Wednesday 22 May 2013

Spirited Away and World War Z have something in common

What? The Japanese Shintoist belief in Kami (spirits is the closest in English) that's what! I'm going to look at this interesting notion and the effect it's had on Japanese attitudes to the environment, and Miyazaki is so useful for this type discussion I'm going to pay him another visit.

Spirited Away brought Miyazaki's talent into mainstream western media when it won an Oscar for best animation in 2002. Watching it for the first time made me envious of the kids growing up in Japan and of a fairytale tradition that just seemed so much cooler and more imaginative than ours (no I'm not talking about Pokemon). 

It tells the story of a young girl, Chihiro, who is travelling to her new house when she and her parents take a detour through the woods (passing shrines to the spirits that live in the forest) and stumble onto an abandoned amusement park.
Chihiro prepares to enter this weird story
  
There is loads of awesome looking food at one of the stalls but no one is around. Although Chihiro has a bad feeling and urges her parents to leave, in natural stupid-adult-in-kids-film style they tuck in and turn into pigs. The sun is setting and when Chihiro tries to return to the car she finds that there is now a river where there were just dry rocks.
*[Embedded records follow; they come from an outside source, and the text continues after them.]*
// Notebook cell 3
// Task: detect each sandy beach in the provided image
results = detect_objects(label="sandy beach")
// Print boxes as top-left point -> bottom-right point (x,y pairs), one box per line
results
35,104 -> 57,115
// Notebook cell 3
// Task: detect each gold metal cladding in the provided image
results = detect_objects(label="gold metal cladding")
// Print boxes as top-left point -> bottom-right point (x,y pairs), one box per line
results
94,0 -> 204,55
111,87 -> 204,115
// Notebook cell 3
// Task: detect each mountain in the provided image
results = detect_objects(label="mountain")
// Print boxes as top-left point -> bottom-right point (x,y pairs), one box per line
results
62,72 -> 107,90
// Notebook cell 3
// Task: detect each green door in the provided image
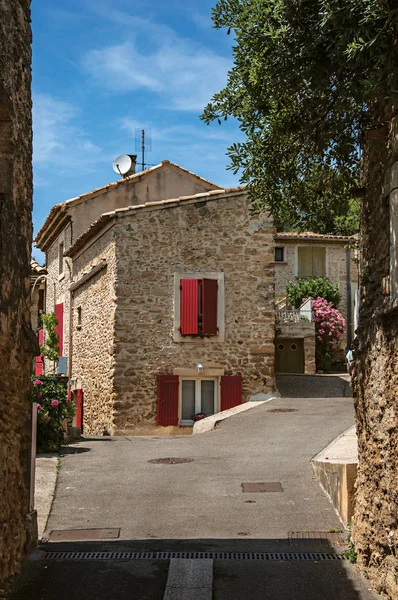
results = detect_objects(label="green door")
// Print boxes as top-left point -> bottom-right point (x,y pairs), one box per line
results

She is now in the spirit world. These spirits come in an amazing array of forms, some look like people, some look like giant vegetables (naturally), some look like dragons, some like animals etc. They arrive to visit a bath house in order to replenish themselves and Chihiro ends up working here with the help of the mysterious Haku.

This array of forms reflects the spirit's place in the human world. There is a general belief embedded in the Shintoist tradition (the dominant Japanese religion) that spirits inhabit everything. In Spirited Away these are made incarnate in this dreamlike spirit world. The bath house is necessary because humanity takes an increasing toll on the spirits around them in the physical world.

River pollution


This damage is most apparent when a stink spirit arrives at the bath house.
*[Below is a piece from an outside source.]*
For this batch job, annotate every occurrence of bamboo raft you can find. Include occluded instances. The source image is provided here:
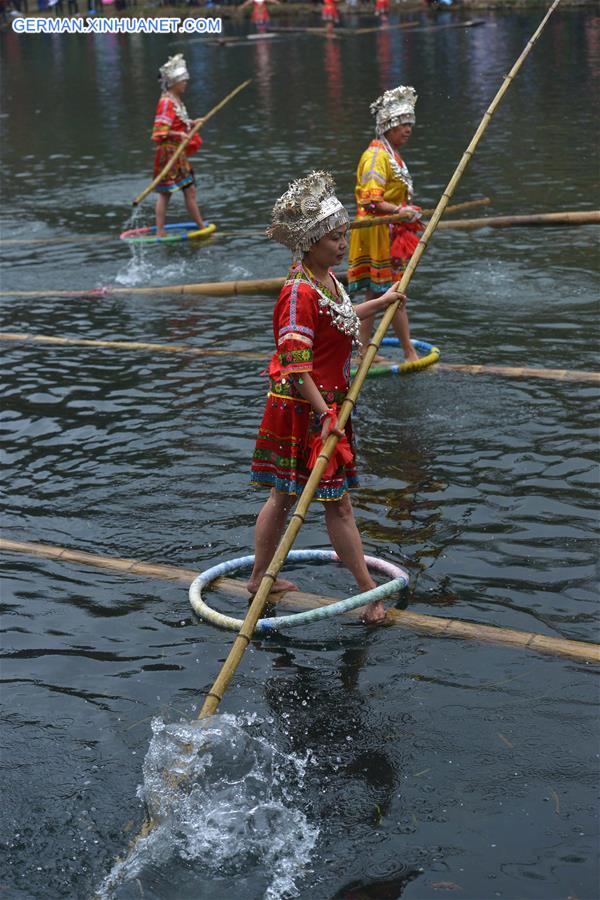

Skulking through the rain, this giant seething slug of blackish ooze, is unwelcome in the bath house. As the human and therefore the lowest of the low, Chihiro gets the job of giving this spirit a bath.

As she pours the medicated hot-water onto it, she finds a 'thorn' in its side. The witch owning the bath house commands Chihiro to tie a rope to it and dozens of staff are needed to pull the object out. When it is dislodged a torrent of rubbish from the human world comes out of the stink spirit.

The stink spirit turns out to be a powerful river spirit. It gives Chihiro a gift and leaves in its true form as an enormous dragon (with a weird face) laughing with relief.

That's a pretty clear cut environmental message. The spirit was suffering and corrupted by the human waste in the physical world. That a human found the cause of its pain and removes it is symbolic of our power and responsibility over the situation.

*Spoiler alert*
Haku who helps Chihiro to escape looks like a human boy but he can also take the form of a dragon, who can fly (lucky!). When Chihiro is riding on his back she remembers why it feels like they've met before. He was the spirit of a river that Chihiro fell into as a child and he saved her life, when she gives him the name of this river he remembers his past (the witch took his name away along with his memories). The relevant point is that he can't find his way home because the river has been filled in. Human's made him homeless.

The personification of nature makes it much harder to trash it. Reading World War Z gave me greater insight into the origin of this idea in Japan.

A blind zombie killing ninja


One of the characters in Max Brooks' World War Z is a blind Japanese veteran, Tomonaga Ijiro. For those who haven't read it, it tells the story of the zombie apocalypse though a series of interviews with people all around the world. Incidentally I can guarantee it is way better than the movie that's about to come out.

Feeling like a waste of space after being blinded by the atom bomb at Hiroshima (he is hibakusha) he heads for the woods in order to not be a burden to anyone when the zombie apocalypse comes. He knows the woodland well and his finely tuned hearing means that he's not any more vulnerable to zombie attacks at night, in fact he sleeps in the day and only moves at night so the zombies can't use their vision.

His walking stick is similar to a shaolin spade. When fighting the the zombies he draws on his faith in the Kami. He views the encroaching walking dead to be unclean in this place full of natural spirits and dispatches and buries them religiously.

There is no western equivalent to Kami. It refers to the the spirits of every tree, rock and extends to something like gods. Protection of these Kami in nature is an ancient, sacred duty in Shintoism.

So all this sounds pretty cool. Lots of religions encourage appreciation and care in how we treat nature, great.

Unfortunately while Japan takes great care of its own natural spaces they are complicit in the deforestation of swaths of Indonesian rainforest. So I would argue that as well as a spiritual, intimate appreciation of nature that we can see and touch there needs to be an intellectual understanding of nature as a valuable resource. One person's impacts might start on the other side of the world these days so its no good recycling your banana skins then buying furniture made out of dead panda tits. Fact.